Well, like I say, in the original 1985, the person who gave him the advice that you can accomplish anything was Doc, not his parents.
Look around the table when they're eating dinner, Lorraine is drinking heavily and is criticising Marty for having a girlfriend that *shock horror* tried to call him on the telephone. George is a wimp, who has been doing Biff's work for years, and apparently cares more about laughing at some 30-year old TV show than what his family is saying or doing.
Maybe his parents didn't know about Doc Brown. They don't strike me as the best parents in the world. Marty hadn't told them he was going away for the weekend, it's not a massive stretch to assume that he hadn't told them about Doc either. Remember early in the movie, he goes to Doc's laboratory when he's supposed to be on his way to school. Maybe his parents didn't pay that much attention to what he was doing.
We never really know much about Marty and Doc's relationship before the events of this film. Some speculate that Marty answered an advertisement that Doc put out wanting a lab assistant. Maybe, as far as his parents know, he's just doing odd jobs for a local scientist. In the 1980s people weren't as suspicious as they might be nowadays of an elderly man being friends with a teenager. So, they could've just left it alone.

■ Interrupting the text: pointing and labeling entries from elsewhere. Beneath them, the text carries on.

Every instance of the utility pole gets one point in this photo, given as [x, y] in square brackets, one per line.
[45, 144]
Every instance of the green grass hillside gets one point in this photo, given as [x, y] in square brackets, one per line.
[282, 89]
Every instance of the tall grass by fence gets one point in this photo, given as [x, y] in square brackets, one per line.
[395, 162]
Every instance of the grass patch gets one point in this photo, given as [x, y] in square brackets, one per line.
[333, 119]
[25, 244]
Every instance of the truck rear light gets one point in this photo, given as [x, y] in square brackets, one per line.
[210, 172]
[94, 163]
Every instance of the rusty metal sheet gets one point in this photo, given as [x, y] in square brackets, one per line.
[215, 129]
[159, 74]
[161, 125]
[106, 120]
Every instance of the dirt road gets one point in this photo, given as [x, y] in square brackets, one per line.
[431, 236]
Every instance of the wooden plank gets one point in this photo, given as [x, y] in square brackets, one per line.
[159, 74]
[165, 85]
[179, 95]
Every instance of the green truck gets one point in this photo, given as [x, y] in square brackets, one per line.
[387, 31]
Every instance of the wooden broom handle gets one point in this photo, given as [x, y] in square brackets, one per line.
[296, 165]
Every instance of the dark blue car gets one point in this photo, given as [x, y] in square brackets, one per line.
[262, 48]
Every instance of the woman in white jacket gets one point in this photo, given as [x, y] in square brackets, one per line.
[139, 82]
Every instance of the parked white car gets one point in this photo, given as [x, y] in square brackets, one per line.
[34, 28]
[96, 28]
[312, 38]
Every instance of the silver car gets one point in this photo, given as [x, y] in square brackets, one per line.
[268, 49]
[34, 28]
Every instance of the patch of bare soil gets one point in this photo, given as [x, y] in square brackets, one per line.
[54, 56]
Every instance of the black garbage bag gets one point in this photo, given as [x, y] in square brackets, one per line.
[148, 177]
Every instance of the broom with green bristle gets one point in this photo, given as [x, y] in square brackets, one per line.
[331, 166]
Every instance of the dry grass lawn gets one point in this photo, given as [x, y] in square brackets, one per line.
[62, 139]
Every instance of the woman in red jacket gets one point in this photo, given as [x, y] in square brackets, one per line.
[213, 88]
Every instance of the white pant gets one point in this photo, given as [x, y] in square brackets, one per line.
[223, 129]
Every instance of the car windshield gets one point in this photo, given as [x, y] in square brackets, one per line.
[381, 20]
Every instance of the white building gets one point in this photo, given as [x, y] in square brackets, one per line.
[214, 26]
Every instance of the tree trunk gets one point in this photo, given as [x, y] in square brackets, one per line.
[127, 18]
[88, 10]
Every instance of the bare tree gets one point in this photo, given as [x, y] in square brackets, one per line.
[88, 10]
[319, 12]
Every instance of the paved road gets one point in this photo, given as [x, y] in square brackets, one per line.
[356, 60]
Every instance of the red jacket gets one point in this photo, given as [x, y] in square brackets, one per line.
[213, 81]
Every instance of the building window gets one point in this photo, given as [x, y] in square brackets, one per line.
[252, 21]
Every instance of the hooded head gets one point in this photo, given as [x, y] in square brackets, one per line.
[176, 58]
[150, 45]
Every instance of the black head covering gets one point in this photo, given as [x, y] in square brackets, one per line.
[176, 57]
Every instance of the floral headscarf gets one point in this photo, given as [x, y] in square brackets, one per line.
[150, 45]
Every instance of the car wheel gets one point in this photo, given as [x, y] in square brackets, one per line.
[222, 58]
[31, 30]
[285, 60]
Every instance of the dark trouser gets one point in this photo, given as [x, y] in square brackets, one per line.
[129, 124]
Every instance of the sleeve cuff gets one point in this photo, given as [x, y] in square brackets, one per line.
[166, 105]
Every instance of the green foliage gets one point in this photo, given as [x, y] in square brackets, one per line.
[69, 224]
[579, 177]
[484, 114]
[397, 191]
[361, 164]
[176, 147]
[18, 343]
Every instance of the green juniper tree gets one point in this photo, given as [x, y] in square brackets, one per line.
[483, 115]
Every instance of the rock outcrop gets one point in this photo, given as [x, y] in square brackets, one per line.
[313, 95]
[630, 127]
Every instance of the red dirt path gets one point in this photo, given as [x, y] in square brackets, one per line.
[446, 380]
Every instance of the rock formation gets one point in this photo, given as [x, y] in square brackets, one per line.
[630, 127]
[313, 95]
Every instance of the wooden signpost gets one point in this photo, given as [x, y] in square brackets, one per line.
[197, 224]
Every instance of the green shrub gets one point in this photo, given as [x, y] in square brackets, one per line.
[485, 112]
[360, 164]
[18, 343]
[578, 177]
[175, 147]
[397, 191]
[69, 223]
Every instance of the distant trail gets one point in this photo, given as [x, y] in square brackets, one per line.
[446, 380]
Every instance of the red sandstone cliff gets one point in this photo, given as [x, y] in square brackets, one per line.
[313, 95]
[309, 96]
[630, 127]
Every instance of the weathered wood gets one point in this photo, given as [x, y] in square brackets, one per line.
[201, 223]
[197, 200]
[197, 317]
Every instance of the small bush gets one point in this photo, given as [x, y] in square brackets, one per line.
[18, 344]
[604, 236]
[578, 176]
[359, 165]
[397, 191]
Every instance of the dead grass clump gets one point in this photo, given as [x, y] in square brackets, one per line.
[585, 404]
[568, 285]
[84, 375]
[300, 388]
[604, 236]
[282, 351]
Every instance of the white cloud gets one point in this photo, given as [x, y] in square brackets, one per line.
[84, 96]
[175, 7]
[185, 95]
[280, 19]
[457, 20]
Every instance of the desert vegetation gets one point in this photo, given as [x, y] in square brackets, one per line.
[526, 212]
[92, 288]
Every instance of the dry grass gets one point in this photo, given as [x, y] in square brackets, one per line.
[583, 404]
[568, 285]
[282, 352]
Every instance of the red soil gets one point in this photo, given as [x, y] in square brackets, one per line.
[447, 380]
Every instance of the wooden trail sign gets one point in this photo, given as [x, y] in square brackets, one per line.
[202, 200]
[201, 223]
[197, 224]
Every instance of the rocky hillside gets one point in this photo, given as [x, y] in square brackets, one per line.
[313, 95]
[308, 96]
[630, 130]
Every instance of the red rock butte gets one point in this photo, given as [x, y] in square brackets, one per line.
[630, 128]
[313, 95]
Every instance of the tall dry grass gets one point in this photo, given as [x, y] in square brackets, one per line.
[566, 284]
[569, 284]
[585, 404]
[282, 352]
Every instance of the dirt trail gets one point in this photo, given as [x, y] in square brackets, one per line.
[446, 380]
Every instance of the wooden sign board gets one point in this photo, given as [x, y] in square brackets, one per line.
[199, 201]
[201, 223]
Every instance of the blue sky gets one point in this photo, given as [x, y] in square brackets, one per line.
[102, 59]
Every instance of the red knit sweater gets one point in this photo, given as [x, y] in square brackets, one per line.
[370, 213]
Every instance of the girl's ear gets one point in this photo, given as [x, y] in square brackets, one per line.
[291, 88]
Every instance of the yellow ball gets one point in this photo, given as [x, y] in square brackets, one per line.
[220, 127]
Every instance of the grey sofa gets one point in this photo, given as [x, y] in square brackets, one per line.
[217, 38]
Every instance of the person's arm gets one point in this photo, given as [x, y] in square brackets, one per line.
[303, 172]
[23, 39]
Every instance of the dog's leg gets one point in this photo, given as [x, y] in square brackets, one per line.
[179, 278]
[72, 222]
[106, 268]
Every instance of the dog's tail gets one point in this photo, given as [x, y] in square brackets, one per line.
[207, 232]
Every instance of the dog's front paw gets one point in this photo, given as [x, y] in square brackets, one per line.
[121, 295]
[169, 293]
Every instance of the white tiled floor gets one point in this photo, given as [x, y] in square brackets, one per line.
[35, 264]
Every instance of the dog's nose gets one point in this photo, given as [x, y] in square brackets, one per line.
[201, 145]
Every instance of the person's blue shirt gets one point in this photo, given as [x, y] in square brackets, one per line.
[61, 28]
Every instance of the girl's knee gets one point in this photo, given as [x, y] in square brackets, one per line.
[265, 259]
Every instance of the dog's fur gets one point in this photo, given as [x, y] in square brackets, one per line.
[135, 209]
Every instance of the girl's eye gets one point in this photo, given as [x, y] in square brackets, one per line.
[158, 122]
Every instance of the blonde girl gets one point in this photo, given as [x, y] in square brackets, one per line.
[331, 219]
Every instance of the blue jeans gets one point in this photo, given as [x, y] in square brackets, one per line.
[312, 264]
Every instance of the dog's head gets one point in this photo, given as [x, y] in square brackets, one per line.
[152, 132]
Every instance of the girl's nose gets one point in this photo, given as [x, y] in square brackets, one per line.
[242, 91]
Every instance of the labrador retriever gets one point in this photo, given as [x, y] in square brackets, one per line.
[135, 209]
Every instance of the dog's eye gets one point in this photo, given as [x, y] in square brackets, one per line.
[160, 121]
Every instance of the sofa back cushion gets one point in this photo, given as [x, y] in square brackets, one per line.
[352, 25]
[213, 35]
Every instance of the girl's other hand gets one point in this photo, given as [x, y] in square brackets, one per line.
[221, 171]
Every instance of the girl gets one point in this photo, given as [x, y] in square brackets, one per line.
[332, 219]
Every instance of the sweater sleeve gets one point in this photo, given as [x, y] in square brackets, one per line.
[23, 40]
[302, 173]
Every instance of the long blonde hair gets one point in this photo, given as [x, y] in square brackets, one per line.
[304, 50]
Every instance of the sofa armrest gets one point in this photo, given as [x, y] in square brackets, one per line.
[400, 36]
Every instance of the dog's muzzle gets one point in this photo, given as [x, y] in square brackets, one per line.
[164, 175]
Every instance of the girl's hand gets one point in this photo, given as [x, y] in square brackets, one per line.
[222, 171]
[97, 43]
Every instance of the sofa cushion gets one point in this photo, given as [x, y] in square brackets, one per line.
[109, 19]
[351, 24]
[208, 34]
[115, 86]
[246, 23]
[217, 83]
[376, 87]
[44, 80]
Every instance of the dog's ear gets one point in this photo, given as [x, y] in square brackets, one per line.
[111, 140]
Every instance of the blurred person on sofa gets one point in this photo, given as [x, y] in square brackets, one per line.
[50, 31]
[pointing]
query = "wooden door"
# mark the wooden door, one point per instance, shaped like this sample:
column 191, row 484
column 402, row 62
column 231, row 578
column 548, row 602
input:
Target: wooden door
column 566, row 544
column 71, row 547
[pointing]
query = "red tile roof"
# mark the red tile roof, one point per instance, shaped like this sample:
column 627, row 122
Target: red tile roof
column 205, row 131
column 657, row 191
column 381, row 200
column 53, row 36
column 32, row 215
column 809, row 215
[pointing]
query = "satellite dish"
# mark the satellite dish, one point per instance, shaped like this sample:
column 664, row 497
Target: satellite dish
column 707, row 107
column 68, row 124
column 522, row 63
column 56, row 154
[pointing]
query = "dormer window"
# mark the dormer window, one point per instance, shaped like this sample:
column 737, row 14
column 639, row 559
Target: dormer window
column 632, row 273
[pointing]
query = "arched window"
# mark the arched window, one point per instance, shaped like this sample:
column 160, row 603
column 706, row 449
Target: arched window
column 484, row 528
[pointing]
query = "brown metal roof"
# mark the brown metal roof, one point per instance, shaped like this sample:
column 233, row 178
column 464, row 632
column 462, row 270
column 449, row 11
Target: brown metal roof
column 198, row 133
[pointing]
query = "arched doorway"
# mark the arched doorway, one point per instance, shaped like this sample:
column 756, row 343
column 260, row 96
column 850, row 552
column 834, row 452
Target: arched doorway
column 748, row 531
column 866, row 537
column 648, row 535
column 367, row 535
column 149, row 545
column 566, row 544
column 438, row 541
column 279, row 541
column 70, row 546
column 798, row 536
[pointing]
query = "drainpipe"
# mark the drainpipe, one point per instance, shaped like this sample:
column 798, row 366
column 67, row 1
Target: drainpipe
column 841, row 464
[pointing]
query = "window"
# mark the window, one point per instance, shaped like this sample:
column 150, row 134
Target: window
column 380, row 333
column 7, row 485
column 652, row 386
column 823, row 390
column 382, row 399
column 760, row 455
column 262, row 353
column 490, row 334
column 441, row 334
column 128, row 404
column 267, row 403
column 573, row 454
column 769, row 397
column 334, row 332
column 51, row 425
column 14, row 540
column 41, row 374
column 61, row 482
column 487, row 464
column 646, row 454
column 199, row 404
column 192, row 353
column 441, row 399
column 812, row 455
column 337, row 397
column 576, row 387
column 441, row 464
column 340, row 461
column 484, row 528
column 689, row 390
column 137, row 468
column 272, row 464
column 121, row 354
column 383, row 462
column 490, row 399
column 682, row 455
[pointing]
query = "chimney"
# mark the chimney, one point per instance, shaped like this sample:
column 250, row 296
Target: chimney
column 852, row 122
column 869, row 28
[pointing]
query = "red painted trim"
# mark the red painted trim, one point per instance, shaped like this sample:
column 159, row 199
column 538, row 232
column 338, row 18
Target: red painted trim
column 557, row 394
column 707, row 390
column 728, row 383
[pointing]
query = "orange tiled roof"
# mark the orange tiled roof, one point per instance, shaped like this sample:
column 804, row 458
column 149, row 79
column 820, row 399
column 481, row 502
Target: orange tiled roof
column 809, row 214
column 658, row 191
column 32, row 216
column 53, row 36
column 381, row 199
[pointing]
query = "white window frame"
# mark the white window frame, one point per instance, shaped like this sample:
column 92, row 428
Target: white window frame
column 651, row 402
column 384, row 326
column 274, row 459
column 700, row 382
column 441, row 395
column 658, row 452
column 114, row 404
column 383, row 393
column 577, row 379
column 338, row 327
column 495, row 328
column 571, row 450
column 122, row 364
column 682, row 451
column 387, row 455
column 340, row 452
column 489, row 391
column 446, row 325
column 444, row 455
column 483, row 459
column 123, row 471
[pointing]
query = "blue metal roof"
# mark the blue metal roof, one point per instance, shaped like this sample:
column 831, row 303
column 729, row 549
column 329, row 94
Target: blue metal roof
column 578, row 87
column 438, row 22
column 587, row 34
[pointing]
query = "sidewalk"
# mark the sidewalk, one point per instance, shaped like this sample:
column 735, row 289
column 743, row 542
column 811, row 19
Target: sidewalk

The only person who really calls him on his relationship with Doc was Strickland, and by his manner, we understand that Strickland isn't necessarily somebody whose opinion we should be taking seriously. Strickland told Marty that his father was a loser and told him not to bother auditioning for the band, because he was already sure he would fail. This was far too harsh a way to talk to somebody who you were meant to be disciplining for being late. Audiences weren't meant to take this warning about Doc seriously, but it did introduce the idea of Doc being an eccentric local scientist.